South Africa needs to produce double the amount of skilled artisans to meet the labour demand for these skills per year. Trades such as plumbing and electrical services are perfect for self-employment and considering the sky-high levels of unemployment in South Africa, they have staggeringpotential to provide jobs for young people.
What is behind the skills shortage? Why are women being excluded? And what can be done?
Seed Academy director, Donna Rachelson, unpacks the opportunities and barriers for female artisans.
“We have seen that there are opportunities for women entrepreneurs and we are stepping in to help close sector-based gender gaps in South African entrepreneurship,” she says.
According to Aspen Institute, in developing economies, artisans are the second largest employer, “The sector is crucial for strategic infrastructure projects, which we know is needed in South Africa, so there are great opportunities for enterprising artisans,” says Rachelson.
But women currently make up just 5.4% of plumbers and artisans in South Africa, according to recent surveys by the Institute of Plumbing SA and Stats SA, despite the fact that almost half of SA households are female-led households.
The good news is that women are up to the challenge. “Around 45% of students enrolled in artisan programmes at TVET colleges are women. Programmes include civil engineering, construction, electrical infrastructure, and mechatronics.”
Women bring a valuable perspective as they often see things men don’t, just as men see things women don’t. For instance, single female homeowners feel more comfortable with women plumbers and other home service professionals. Many unpartnered women feel uncomfortable with a man they don’t know coming into their home to work. A qualified woman can provide the same service without the stress for the customer.
In the US, Canada and Europe, women occupy 10 – 12% of roles in the construction sector. In SA, just 3% of construction workers are female, most of whom hold office jobs. “Study upon study has shown that companies with female leadership have a competitive edge, so it makes sense that construction companies that are gender diverse are also typically more profitable,” says Rachelson.

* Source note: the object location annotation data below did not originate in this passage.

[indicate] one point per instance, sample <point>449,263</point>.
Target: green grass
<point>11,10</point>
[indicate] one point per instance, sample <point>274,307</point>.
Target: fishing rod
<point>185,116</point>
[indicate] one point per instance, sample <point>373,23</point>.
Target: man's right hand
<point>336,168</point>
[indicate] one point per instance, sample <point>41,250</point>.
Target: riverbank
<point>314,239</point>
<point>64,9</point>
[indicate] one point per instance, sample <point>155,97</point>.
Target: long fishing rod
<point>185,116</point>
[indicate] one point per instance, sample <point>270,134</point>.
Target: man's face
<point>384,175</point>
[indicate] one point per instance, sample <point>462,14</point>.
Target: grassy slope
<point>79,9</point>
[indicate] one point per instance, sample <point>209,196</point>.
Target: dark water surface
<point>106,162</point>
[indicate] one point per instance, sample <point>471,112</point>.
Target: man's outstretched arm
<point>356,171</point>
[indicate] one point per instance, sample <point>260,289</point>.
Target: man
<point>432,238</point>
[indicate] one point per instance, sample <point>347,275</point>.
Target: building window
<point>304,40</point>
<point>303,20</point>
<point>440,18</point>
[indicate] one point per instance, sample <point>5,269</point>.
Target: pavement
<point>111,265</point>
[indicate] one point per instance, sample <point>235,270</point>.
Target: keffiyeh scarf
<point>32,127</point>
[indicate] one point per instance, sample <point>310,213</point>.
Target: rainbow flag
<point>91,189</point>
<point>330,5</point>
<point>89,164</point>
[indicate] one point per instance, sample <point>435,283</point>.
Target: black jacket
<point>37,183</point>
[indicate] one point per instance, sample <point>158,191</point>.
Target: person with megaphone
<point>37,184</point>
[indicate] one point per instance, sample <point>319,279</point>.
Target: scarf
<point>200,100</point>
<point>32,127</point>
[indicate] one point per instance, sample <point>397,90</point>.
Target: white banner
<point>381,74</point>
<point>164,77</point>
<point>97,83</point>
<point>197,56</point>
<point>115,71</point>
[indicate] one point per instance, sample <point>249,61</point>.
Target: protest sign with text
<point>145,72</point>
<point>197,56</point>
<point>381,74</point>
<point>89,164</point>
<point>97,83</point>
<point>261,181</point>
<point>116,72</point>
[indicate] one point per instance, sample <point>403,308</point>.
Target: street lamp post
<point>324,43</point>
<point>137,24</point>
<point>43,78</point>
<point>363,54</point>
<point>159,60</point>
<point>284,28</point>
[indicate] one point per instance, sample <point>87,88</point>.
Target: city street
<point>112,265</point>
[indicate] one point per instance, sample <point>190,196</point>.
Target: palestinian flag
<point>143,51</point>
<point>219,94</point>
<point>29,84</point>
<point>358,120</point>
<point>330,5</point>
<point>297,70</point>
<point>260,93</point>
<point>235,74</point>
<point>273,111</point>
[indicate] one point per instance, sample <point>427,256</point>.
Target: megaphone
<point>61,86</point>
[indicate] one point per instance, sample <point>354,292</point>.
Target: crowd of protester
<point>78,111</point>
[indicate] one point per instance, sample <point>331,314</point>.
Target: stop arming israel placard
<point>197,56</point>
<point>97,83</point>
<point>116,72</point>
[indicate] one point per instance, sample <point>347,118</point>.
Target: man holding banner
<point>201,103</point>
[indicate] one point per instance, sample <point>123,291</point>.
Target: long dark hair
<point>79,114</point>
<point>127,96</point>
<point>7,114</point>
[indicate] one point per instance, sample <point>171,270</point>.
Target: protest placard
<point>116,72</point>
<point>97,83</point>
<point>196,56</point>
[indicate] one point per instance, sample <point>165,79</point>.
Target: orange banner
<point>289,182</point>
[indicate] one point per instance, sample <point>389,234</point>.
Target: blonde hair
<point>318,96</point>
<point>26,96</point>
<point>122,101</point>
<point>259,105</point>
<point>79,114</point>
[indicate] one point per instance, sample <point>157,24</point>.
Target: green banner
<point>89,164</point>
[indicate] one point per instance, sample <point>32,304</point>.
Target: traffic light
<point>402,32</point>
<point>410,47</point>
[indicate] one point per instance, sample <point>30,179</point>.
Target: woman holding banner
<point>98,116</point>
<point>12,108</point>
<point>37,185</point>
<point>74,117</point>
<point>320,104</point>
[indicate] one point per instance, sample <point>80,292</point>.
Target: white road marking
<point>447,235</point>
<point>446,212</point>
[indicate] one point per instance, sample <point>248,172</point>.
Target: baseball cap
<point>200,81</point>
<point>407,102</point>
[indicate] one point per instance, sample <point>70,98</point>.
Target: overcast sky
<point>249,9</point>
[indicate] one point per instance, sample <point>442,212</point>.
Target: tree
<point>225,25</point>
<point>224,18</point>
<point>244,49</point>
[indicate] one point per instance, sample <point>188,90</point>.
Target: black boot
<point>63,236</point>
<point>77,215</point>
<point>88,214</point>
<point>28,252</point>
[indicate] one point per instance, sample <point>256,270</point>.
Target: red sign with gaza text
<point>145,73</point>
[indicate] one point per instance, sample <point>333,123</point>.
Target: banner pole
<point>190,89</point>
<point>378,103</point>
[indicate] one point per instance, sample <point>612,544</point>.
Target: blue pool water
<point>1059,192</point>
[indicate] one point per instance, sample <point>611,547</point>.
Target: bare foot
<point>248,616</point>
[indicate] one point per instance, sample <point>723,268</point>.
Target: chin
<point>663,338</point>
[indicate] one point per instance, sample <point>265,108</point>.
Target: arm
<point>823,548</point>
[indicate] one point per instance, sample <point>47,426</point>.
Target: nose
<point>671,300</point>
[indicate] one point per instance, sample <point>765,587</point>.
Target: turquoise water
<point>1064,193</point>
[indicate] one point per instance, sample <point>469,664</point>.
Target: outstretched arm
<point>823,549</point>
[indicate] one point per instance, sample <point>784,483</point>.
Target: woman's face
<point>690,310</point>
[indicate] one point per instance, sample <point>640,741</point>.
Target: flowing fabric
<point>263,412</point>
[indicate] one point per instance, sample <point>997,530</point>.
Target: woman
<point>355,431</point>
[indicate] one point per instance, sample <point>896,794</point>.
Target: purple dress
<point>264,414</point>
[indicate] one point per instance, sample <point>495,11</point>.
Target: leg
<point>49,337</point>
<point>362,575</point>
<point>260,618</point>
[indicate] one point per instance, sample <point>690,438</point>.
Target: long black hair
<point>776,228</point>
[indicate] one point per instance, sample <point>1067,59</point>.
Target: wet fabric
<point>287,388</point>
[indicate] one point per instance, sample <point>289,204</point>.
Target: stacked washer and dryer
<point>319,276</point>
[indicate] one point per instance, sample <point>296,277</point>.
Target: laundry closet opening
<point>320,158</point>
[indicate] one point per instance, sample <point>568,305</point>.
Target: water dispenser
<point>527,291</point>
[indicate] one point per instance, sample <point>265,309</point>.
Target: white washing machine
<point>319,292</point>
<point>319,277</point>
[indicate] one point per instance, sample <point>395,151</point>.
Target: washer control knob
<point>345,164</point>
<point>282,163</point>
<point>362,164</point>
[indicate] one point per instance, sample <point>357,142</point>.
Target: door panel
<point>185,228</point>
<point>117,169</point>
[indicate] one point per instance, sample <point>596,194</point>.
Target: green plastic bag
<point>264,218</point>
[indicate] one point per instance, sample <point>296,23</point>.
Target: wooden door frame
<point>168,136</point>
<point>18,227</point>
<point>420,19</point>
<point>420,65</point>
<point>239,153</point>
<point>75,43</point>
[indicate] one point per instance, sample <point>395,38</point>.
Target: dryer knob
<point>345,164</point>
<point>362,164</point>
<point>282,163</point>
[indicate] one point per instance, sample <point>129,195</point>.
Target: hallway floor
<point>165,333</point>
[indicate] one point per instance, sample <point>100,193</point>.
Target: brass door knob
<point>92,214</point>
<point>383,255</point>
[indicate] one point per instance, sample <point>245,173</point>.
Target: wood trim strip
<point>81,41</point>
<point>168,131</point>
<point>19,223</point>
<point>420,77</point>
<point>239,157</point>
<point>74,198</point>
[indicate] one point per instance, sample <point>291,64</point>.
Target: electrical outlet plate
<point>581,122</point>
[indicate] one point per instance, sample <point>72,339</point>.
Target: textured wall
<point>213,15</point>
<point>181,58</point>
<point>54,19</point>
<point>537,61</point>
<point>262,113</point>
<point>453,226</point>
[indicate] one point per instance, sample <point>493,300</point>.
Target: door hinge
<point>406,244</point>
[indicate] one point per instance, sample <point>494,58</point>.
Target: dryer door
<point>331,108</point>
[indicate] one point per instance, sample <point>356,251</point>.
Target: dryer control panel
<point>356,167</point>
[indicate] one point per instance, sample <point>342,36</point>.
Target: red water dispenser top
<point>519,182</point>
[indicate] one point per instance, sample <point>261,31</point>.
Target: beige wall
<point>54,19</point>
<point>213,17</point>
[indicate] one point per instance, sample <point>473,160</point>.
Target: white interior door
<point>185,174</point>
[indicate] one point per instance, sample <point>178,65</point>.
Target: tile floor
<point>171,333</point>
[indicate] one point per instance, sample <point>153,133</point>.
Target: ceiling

The continued marginalisation of women in employment across the board is detrimental to families and communities. “Girls shouldn’t miss out on lucrative and exciting career options – plumbers and construction workers can earn good wages and hold recession-proof skills. We should be creating opportunities for them to earn, provide for their families and grow businesses to employ more people.”
Female necessity driven entrepreneurship is high in South Africa. With support to grow and scale, they could shift from necessity entrepreneurs to drivers of growth.
“This is why we created the AccelerateHer programmes, to empower women to disrupt traditionally male-dominated sectors. At the same time, corporates can transform their supply chains and gain enterprise and supplier development (ESD) points recognition,” she says.
The intervention takes a holistic approach to the development of women entrepreneurs – building business skills alongside technical and social skills, while addressing psycho-social issues and the challenges faced by women in business.
Barriers faced by female artisans are similar to those in other male-dominated industries: gender stereotypes, a lack of mentorship and career networks and sexual harassment, but they’re more pronounced in the trades.
“If we don’t address these barriers preventing women from entering the artisanal sector, the gender imbalance will remain skewed. Imagine what benefits we could realise if we helped women succeed in this space instead of perpetuating the obstacles?” says Rachelson.